Jerusalem as the undisputed capital of Israel. The whole of the city for the Jewish state. Stale status-quo flung out the window. A rogue stallion bolts from the stables. The honest, pragmatic and impartial peace-broker turns hostile overnight.
How do we make sense out of US President Donald Trump's declaration that America now recognises Jerusalem as the capital of the Jewish state of Israel? There have been stock responses — shock, denial, approval, dismissal of the move as a technicality. There has also been some odd linguistic inquiry into the text of Trump's speech.
And what happens next? Is this the end of the road for the state of Palestine? Or is it the beginning of a long, bruising Inftifada? Is this the official end of the long drawn "peace process"? Or is it the final shake-up that unites the Arab world?
Is Trump's act a double-cross or just plainspeak and a shot of realism? Is Trump someone to be sent to a lunatic asylum or the first American President to have made real impact on the Israel-Palestine conundrum?
Will the "gates of hell" open in the region as the Palestinian newspaper Al-Hayat al-Jadidah promises? Or are there only going to be short-lived whimpers? Is the Arab Muslim world erupting in anger and rage?
A harder and closer look into the responses from main players in the region — Saudi Arabia, Egypt, Jordan, the United Arab Emirates, Turkey, Iran etc — doesn't suggest so. The "allies" in the list had the same perfunctory responses marginally improvised to look damning and spiteful. Iran, of course, is fury personified as in all matters of Israel and the US.
Saudi Arabia said it was "greatly disappointed" over the "irresponsible and unwarranted step". Strangely, and curiously, the Royal Court decree says the government had previously warned the US of the consequences of such a step.
That's scandalous. It's tantamount to admission of its role in the move, it betrays a certain complicity in the game. Donald Trump doesn't listen to feeble warnings dressed up in fluffy language.
The Saudi reaction is meek, detached and is replete with diplomatic sweet nothings — "a just and lasting solution", compliance with "relevant international resolutions", 'Palestinians' legitimate rights and of course the "security and stability in the region."
It then adds: "Although this step does not change or infringe upon the inalienable and preserved rights of the Palestinian people in Jerusalem, and other occupied territories, and even though it cannot impose a new reality upon those rights, it does however exemplify a drastic regression in the efforts to move the peace process forward".
Last gambit in the game
It's strange that the fact that this is the "end of history" doesn't dawn on them. Or they just feign ignorance. Is there a "peace process" after the whole of Jerusalem goes to Israel? For Israel, ever since its creation in 1948, Jerusalem is its rightful capital. For Palestinians, East Jerusalem, which Israel took by force in the 1967 war, is the last, the very last, gambit in the game. If that's gone there's no negotiation, there's no peace process. There's only Intifada.

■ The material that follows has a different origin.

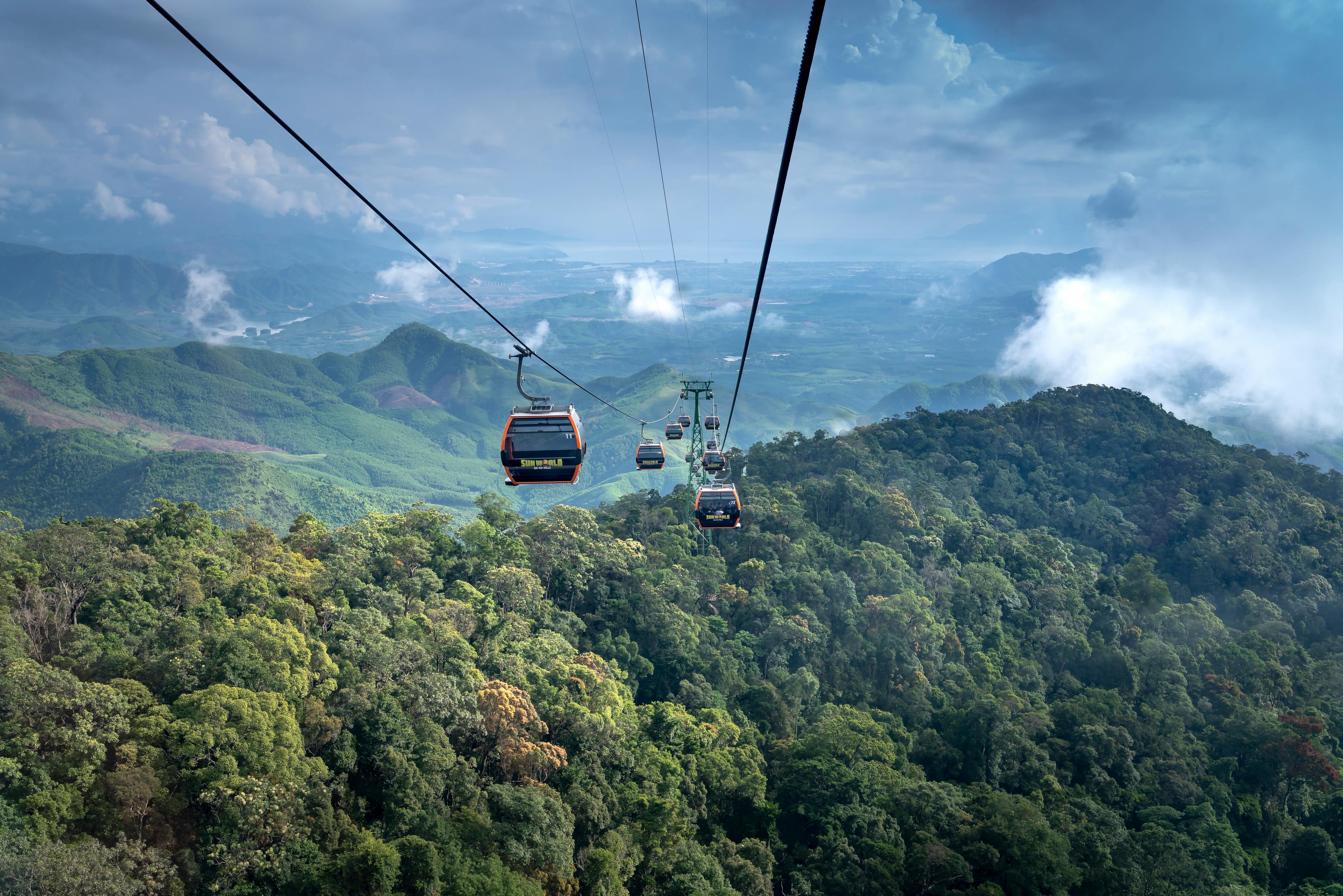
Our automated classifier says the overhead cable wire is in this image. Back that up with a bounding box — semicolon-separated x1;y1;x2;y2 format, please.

When negotiation is dead, what remains is elimination. And also humiliation. It's probably why Al-Hayat al-Jadidah headlined the Trump move as the "slap of the century".
And does Trump think humiliation is a pragmatic solution? Or a means to establishing peace? A strongly argued contrarian piece in Asia Times is interesting here. The article says Trump's decision to make Jerusalem the de jure and de facto capital of Israel makes "Middle East peace more probable".
"Wars end not when the loser is defeated, but rather when the loser is humiliated", it says, and brings up the nuclear bombing of Japan as an example.
To save Palestinians from the humiliation, their benefactors in the region must confront Israel. Saudi Arabia, Syria, Iran, Turkey and Egypt should stay united and fight. As long as that prospect remains a fanciful hope it's humiliation all the way for Palestinians. If the US stays in the track chosen by Trump, there is no Palestine any more, only Palestinians.
To make Trump "reverse" the move its allies in the region should weigh in. However, their responses were rather customary, with most of these capitals just issuing a statement from their respective foreign ministries. That's obviously not the right response to what Hamas and allies said was a declaration of war on Palestinians.
The Tibetan parable
The epochal event in the Tibetan's loss of homeland to Communist China was the 1959 invasion and the fleeing of the 14th Dalai Lama to India. However, it was not the first time a Dalai Lama had fled the holy seat of Buddhism. The 13th Dalai Lama had to flee twice at the turn of the last century, forced out by the British and the Chinese.
Each exile was shortlived and the Lama returned to the homeland. The second time the Lama fled was in 1910 but the Chinese Qing dynasty bit dust just two years later, helping him return quicker.
We do not know if the 14th Dalai Lama had young lions in his dreams — just as Santiago in the Old Man and the Sea — when he fled the fatherland. Taking cues from recent history he probably hadn't packed the bags for a long, really long sojourn. But what he realised later was that Mao was quite different from the Qing rulers. For that matter, what are his chances under Xi Jinping?
Perhaps what we witness is the spectacle of Yasser Arafat's dream becoming an Arab illusion first and then a humiliating nightmare.